As The Atlantic’s Adam Serwer noted, this approach suggests that Baker believes it is not “objectivity that matters, but the *appearance* of objectivity.” Dan Rather wrote of the “deeply disturbing” comments: “It is not the proper role of journalists to meet lies — especially from someone of Mr. Trump’s stature and power — by hiding behind semantics and euphemisms. Our role is to call it as we see it, based on solid reporting. When something is, in fact, a demonstrable lie, it is our responsibility to say so.”
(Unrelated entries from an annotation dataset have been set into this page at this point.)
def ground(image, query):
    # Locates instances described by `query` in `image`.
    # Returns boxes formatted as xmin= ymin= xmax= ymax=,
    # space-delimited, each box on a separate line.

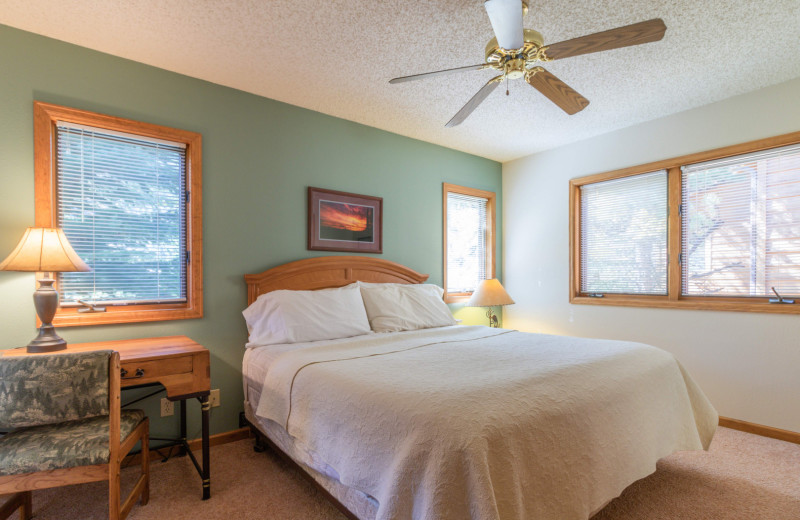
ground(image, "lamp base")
xmin=25 ymin=277 xmax=67 ymax=352
xmin=25 ymin=325 xmax=67 ymax=353
xmin=486 ymin=307 xmax=500 ymax=327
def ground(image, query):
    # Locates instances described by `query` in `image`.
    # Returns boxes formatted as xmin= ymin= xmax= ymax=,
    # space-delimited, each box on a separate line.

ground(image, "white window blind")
xmin=681 ymin=145 xmax=800 ymax=297
xmin=56 ymin=123 xmax=188 ymax=305
xmin=580 ymin=170 xmax=669 ymax=295
xmin=447 ymin=192 xmax=488 ymax=293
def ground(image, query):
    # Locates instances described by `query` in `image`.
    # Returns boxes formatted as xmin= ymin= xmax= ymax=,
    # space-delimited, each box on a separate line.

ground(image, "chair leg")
xmin=141 ymin=418 xmax=150 ymax=505
xmin=19 ymin=491 xmax=33 ymax=520
xmin=108 ymin=460 xmax=120 ymax=520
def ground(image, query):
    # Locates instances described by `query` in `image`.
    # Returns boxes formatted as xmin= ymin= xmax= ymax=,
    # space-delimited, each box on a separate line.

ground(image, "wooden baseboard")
xmin=719 ymin=416 xmax=800 ymax=444
xmin=125 ymin=428 xmax=251 ymax=466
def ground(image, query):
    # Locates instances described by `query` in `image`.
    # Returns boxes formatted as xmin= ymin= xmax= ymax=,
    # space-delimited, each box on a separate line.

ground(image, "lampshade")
xmin=467 ymin=278 xmax=514 ymax=307
xmin=0 ymin=227 xmax=92 ymax=273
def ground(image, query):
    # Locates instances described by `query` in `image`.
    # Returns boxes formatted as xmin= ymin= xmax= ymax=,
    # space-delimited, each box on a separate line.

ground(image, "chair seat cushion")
xmin=0 ymin=410 xmax=145 ymax=476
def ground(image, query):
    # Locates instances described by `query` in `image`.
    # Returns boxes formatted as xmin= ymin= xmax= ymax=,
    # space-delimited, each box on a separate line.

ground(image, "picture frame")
xmin=308 ymin=186 xmax=383 ymax=254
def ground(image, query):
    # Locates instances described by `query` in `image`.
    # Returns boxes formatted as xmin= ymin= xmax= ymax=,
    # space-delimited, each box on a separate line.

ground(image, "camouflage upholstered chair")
xmin=0 ymin=350 xmax=150 ymax=520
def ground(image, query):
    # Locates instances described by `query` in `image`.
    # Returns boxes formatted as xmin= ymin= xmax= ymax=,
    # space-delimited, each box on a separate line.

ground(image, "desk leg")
xmin=198 ymin=394 xmax=211 ymax=500
xmin=178 ymin=399 xmax=186 ymax=456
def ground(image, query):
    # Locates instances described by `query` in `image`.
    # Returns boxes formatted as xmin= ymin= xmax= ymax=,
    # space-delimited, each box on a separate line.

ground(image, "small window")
xmin=444 ymin=184 xmax=495 ymax=302
xmin=35 ymin=103 xmax=202 ymax=326
xmin=682 ymin=145 xmax=800 ymax=297
xmin=580 ymin=170 xmax=667 ymax=294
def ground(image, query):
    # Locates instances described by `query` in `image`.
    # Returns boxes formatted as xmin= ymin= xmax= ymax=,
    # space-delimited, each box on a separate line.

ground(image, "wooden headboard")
xmin=244 ymin=256 xmax=428 ymax=305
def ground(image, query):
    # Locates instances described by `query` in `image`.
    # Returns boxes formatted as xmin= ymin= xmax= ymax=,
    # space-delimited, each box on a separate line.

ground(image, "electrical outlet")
xmin=208 ymin=388 xmax=219 ymax=408
xmin=161 ymin=397 xmax=175 ymax=417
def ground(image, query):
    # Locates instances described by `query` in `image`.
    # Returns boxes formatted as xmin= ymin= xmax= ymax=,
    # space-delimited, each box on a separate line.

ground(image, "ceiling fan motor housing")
xmin=486 ymin=29 xmax=547 ymax=79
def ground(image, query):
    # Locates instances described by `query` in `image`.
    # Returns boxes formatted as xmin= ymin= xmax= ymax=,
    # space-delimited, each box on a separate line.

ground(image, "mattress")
xmin=242 ymin=340 xmax=378 ymax=520
xmin=245 ymin=327 xmax=717 ymax=520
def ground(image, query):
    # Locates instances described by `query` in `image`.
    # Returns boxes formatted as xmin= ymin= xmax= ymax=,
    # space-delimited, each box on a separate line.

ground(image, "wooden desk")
xmin=0 ymin=336 xmax=211 ymax=500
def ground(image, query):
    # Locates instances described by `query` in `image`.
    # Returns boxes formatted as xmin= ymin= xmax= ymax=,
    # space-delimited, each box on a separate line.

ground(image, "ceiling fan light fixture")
xmin=483 ymin=0 xmax=525 ymax=51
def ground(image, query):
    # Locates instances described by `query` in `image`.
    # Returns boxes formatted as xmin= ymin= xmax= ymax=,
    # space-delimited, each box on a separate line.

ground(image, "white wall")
xmin=503 ymin=78 xmax=800 ymax=432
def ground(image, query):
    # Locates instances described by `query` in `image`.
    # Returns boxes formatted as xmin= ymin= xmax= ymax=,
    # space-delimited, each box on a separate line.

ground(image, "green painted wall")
xmin=0 ymin=26 xmax=502 ymax=437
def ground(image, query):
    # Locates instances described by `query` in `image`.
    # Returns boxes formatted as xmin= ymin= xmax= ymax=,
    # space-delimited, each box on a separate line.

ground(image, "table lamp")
xmin=467 ymin=278 xmax=514 ymax=327
xmin=0 ymin=227 xmax=92 ymax=352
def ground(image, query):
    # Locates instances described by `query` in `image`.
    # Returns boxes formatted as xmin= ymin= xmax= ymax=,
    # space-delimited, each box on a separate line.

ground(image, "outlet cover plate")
xmin=161 ymin=397 xmax=175 ymax=417
xmin=208 ymin=388 xmax=220 ymax=408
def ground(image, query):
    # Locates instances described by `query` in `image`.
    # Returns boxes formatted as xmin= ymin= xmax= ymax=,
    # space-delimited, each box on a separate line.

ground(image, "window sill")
xmin=48 ymin=304 xmax=203 ymax=327
xmin=569 ymin=294 xmax=800 ymax=314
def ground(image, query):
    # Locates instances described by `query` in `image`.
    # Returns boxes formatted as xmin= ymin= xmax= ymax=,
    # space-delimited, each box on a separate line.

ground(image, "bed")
xmin=243 ymin=256 xmax=718 ymax=520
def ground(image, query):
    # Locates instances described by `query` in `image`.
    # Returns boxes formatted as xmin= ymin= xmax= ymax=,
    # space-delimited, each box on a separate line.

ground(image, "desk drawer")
xmin=120 ymin=356 xmax=192 ymax=385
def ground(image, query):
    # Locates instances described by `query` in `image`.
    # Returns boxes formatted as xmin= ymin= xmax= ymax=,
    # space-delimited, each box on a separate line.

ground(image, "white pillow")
xmin=242 ymin=284 xmax=370 ymax=347
xmin=358 ymin=282 xmax=456 ymax=332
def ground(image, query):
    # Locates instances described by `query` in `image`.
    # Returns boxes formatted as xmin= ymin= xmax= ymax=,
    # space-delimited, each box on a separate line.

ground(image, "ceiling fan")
xmin=389 ymin=0 xmax=667 ymax=127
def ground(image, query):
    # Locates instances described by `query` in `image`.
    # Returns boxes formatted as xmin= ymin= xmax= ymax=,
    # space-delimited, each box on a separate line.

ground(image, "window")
xmin=34 ymin=102 xmax=202 ymax=326
xmin=443 ymin=184 xmax=495 ymax=303
xmin=681 ymin=145 xmax=800 ymax=297
xmin=570 ymin=132 xmax=800 ymax=313
xmin=581 ymin=170 xmax=667 ymax=294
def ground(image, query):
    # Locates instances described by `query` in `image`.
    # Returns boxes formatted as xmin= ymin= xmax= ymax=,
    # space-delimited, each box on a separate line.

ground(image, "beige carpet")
xmin=1 ymin=428 xmax=800 ymax=520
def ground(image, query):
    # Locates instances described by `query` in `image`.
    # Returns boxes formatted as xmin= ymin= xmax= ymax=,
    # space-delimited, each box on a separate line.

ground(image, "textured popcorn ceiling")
xmin=0 ymin=0 xmax=800 ymax=161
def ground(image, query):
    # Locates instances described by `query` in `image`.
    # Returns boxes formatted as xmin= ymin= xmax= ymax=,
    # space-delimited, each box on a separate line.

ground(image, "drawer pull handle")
xmin=120 ymin=368 xmax=144 ymax=379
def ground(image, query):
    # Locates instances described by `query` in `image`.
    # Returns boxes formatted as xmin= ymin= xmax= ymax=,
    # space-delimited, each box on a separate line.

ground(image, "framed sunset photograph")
xmin=308 ymin=187 xmax=383 ymax=253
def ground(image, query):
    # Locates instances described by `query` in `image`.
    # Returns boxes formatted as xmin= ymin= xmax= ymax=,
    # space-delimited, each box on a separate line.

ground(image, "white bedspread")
xmin=257 ymin=327 xmax=717 ymax=520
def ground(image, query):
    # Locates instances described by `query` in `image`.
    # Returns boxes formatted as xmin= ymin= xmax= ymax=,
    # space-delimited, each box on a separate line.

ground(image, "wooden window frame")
xmin=442 ymin=182 xmax=497 ymax=303
xmin=569 ymin=132 xmax=800 ymax=314
xmin=33 ymin=101 xmax=203 ymax=327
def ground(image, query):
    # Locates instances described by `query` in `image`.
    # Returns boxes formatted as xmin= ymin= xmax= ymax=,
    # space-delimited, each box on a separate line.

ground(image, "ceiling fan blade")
xmin=545 ymin=18 xmax=667 ymax=60
xmin=445 ymin=76 xmax=503 ymax=128
xmin=389 ymin=63 xmax=489 ymax=84
xmin=483 ymin=0 xmax=525 ymax=50
xmin=525 ymin=67 xmax=589 ymax=115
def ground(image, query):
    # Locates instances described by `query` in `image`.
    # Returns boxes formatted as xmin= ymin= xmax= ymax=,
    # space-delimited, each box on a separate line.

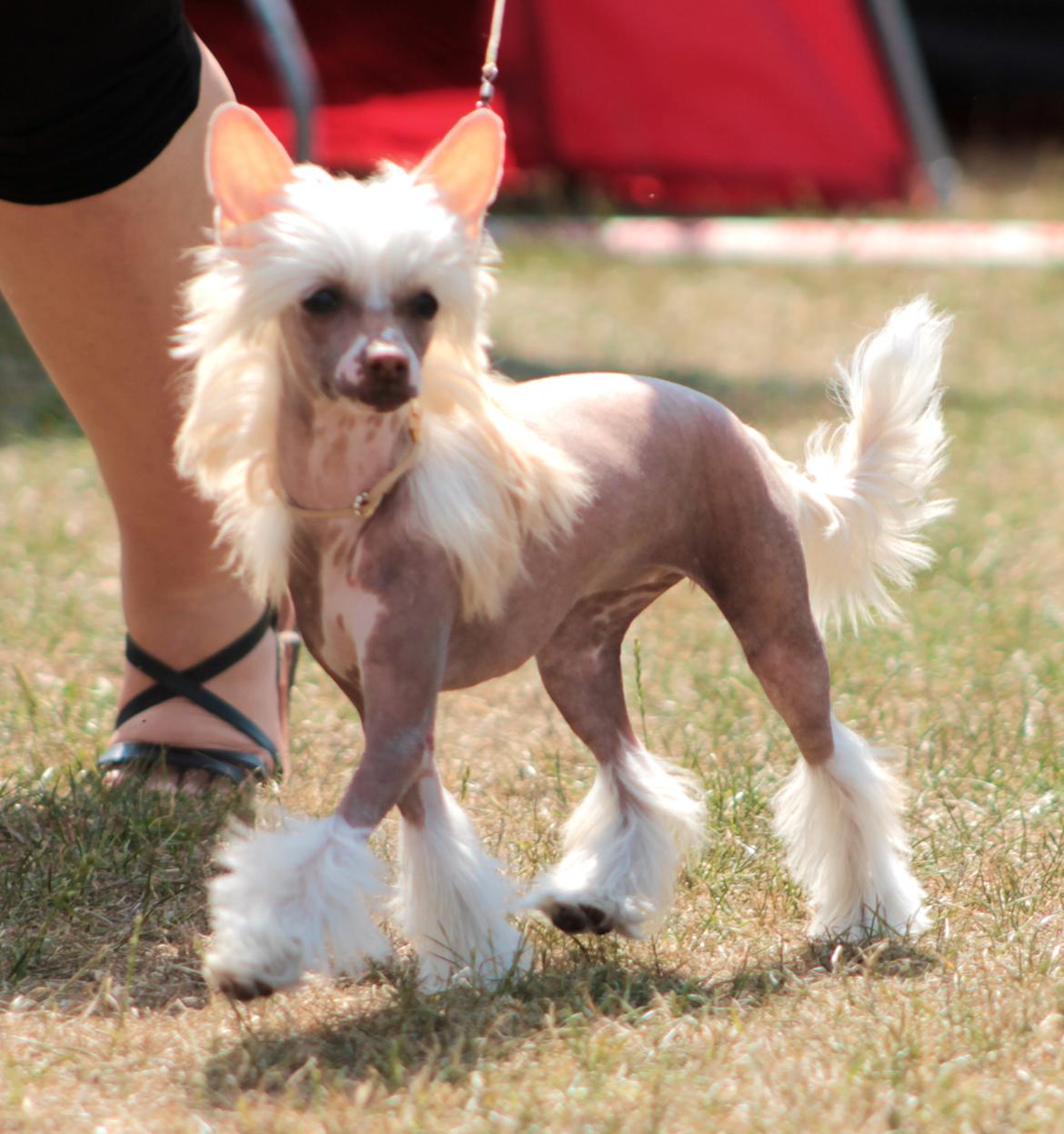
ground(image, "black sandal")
xmin=97 ymin=607 xmax=299 ymax=785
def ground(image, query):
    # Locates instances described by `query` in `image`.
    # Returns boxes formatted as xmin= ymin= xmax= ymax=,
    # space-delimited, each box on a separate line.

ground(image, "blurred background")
xmin=0 ymin=0 xmax=1064 ymax=440
xmin=186 ymin=0 xmax=1064 ymax=213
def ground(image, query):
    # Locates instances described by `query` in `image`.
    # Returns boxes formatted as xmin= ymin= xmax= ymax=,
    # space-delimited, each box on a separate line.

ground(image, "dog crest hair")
xmin=175 ymin=106 xmax=587 ymax=617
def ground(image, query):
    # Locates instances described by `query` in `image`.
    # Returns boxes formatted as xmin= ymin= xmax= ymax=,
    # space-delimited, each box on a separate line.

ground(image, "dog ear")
xmin=414 ymin=106 xmax=506 ymax=239
xmin=206 ymin=102 xmax=293 ymax=244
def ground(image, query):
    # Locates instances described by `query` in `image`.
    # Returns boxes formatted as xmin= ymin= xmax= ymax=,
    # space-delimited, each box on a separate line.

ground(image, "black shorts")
xmin=0 ymin=0 xmax=201 ymax=206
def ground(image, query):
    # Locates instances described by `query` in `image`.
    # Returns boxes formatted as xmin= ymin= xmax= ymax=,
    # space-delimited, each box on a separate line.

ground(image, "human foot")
xmin=100 ymin=603 xmax=299 ymax=794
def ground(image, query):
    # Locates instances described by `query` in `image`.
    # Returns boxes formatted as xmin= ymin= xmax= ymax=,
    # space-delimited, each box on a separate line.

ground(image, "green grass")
xmin=0 ymin=184 xmax=1064 ymax=1134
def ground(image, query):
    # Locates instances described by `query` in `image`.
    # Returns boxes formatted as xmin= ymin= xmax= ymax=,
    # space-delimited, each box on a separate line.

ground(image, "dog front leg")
xmin=395 ymin=753 xmax=527 ymax=990
xmin=205 ymin=715 xmax=427 ymax=1000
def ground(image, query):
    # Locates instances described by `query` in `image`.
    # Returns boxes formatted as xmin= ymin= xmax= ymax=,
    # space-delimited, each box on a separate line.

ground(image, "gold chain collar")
xmin=274 ymin=398 xmax=421 ymax=519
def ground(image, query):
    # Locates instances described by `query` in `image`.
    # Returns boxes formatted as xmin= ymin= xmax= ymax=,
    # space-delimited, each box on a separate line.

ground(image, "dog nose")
xmin=364 ymin=347 xmax=411 ymax=386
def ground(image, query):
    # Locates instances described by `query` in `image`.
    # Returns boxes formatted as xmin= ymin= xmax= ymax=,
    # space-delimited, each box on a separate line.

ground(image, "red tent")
xmin=187 ymin=0 xmax=943 ymax=211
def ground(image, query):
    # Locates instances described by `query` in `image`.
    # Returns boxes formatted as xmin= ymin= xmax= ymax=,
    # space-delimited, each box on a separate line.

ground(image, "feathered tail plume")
xmin=762 ymin=297 xmax=952 ymax=626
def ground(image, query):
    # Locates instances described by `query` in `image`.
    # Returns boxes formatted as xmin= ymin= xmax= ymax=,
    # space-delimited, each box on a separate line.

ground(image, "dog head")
xmin=194 ymin=105 xmax=504 ymax=413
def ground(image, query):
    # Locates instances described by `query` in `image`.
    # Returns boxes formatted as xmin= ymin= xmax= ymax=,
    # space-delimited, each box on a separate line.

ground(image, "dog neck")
xmin=274 ymin=387 xmax=421 ymax=520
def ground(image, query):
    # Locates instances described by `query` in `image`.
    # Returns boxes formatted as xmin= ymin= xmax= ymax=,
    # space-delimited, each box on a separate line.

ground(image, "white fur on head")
xmin=205 ymin=813 xmax=390 ymax=996
xmin=395 ymin=777 xmax=527 ymax=988
xmin=527 ymin=745 xmax=706 ymax=937
xmin=774 ymin=719 xmax=927 ymax=940
xmin=175 ymin=105 xmax=587 ymax=615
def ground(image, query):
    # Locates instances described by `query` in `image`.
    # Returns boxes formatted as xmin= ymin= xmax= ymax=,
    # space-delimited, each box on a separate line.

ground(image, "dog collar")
xmin=274 ymin=399 xmax=421 ymax=519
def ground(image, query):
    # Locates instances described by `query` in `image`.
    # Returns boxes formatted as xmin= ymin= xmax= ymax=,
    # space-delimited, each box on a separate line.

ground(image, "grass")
xmin=0 ymin=166 xmax=1064 ymax=1134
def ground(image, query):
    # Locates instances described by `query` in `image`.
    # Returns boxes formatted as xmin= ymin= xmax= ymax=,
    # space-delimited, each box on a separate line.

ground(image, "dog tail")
xmin=762 ymin=297 xmax=952 ymax=627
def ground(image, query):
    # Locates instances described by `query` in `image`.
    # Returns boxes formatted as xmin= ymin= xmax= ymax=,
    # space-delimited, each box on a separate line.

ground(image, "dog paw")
xmin=213 ymin=973 xmax=276 ymax=1000
xmin=545 ymin=901 xmax=614 ymax=937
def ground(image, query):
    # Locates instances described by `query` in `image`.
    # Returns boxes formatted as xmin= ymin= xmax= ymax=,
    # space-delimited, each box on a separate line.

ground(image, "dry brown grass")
xmin=0 ymin=155 xmax=1064 ymax=1134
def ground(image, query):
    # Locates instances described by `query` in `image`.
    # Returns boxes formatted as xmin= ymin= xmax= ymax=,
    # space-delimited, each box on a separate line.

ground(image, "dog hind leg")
xmin=708 ymin=539 xmax=927 ymax=940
Baker isn’t alone. There is an ongoing debate in newsrooms about whether to accurately call Trump a liar — even at the Times, which did so back in September. At the time, public editor Liz Spayd agreed that the paper was justified in using such language to refer to Trump’s birther lies, but warned that “The Times should use this term rarely” because “its power in political warfare has so freighted the word that its mere appearance on news pages, however factually accurate, feels partisan.” Again, that’s an argument that optics outweigh accurate information.
Spayd appears to have won the argument. While the paper’s editorial board and columnists still regularly refer to Trump as a liar and call his statements lies, the Times’ news section has done so only twice since Spayd’s piece came out — both times in articles that referenced Trump’s birther lies, which were published the same week.
Trump didn’t stop lying in September. But if the press doesn’t incorporate the lessons of the campaign and refuses to treat his statements with skepticism and call them out as lies when appropriate, its audience will pay the price.